Il talento danese: "Per me è eccezionale potermi allenare con lui e crescere come giocatore sentendo i suoi suggerimenti"

Sampdoria, Damsgaard: "Un privilegio lavorare con Ranieri"

Mikkel Damsgaard è sicuramente una delle piacevoli sorprese della Sampdoria in questo inizio di stagione. Il giovane blucecrhiato ha trovato la prima rete in campionato, ha acquisito la fiducia di Ranieri e ha ottenuto la prima convocazione in nazionale maggiore. Il centrocampista si è raccontato a 'calcioinpillole' mantenendo una certa umiltà: Dammsgard può essere considerato la sorpresa della Serie A? "Andiamoci piano. Sono passate solo poche partite. Mi fa piacere sapere che le mie prestazioni fino ad ora sono state apprezzate, ma la strada è lunga ed il calcio italiano è complicato. La Serie A è una delle leghe più difficili del mondo, ci sono tanti giocatori importanti e allenatori bravi. Ho firmato con la Sampdoria a gennaio, ma con il club ci siamo accordati affinché finissi il campionato con il Nordsjælland: un fattore importantissimo per me, perché mi ha permesso di maturare ancora. Così sono arrivato qui più pronto di quanto non lo fossi dieci mesi fa. Le differenze sono tante: chiaramente il livello è diverso, ma quello che più impressiona è la cura della tattica e dei dettagli."

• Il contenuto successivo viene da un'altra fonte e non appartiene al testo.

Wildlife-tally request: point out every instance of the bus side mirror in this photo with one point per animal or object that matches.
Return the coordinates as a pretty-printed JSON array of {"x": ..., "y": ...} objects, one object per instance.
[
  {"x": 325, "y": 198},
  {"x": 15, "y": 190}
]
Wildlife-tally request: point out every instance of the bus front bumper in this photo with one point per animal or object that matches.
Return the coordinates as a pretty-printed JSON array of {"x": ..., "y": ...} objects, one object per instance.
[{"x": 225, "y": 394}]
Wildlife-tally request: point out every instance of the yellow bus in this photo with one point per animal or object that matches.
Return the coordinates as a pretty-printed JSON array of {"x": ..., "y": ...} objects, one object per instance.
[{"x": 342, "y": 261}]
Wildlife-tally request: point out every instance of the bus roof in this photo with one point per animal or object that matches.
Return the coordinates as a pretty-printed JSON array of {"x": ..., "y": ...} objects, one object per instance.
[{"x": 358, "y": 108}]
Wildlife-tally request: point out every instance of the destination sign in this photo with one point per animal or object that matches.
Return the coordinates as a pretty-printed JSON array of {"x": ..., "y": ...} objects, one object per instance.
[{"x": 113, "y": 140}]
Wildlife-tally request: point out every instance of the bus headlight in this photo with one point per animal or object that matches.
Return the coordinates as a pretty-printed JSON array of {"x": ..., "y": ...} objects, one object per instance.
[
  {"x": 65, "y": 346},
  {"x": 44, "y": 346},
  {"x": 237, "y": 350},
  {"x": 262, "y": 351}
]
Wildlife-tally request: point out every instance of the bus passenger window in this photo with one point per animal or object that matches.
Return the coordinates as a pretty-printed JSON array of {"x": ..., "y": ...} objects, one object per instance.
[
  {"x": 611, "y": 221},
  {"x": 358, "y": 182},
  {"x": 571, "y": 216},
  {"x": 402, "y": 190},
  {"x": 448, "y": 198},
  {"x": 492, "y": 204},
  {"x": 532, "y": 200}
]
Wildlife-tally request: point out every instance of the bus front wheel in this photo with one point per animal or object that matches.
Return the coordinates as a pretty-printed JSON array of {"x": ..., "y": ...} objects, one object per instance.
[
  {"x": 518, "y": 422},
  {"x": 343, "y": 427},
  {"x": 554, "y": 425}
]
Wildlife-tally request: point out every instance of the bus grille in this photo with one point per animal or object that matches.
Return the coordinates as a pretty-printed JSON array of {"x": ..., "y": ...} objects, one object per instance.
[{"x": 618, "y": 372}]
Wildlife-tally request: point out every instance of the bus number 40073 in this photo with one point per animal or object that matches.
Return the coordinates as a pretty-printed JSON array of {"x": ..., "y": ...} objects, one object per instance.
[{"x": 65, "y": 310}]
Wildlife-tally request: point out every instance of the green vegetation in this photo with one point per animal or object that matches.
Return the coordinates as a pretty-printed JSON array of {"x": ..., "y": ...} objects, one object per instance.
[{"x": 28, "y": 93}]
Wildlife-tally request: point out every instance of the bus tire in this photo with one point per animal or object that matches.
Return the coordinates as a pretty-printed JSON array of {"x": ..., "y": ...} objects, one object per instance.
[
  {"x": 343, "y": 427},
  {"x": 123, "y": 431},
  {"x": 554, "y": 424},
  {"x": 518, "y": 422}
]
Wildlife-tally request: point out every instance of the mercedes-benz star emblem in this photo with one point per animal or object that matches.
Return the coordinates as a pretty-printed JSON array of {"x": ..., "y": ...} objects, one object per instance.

Fondamentale in questa esperienza il tecnico Claudio Ranieri: "Mister Ranieri è un allenatore straordinario, che ha fatto una carriera pazzesca e ha centrato l’impresa più incredibile del calcio, vincendo la Premier League con il Leicester. Per me è eccezionale potermi allenare con lui e crescere come giocatore sentendo i suoi suggerimenti. Avendo girato moltissimo, conosce perfettamente tante lingue e si può rivolgere anche in inglese ai calciatori, trovando sempre la parola giusta per farti capire una cosa. Penso sia un privilegio lavorare con un tecnico così."

Quale posizione preferisce? "Come ho detto quando sono arrivato, io sono a disposizione dell’allenatore: dove mi mette gioco. In Danimarca ho ricoperto più ruoli: ho fatto il centrocampista, il trequartista e anche l’esterno. Al momento il mister mi sta facendo giocare sulla fascia: a volte a sinistra, a piede invertito, e a volte a destra. Non ho preferenze, ma solo l’obiettivo di migliorare e giocare più che posso."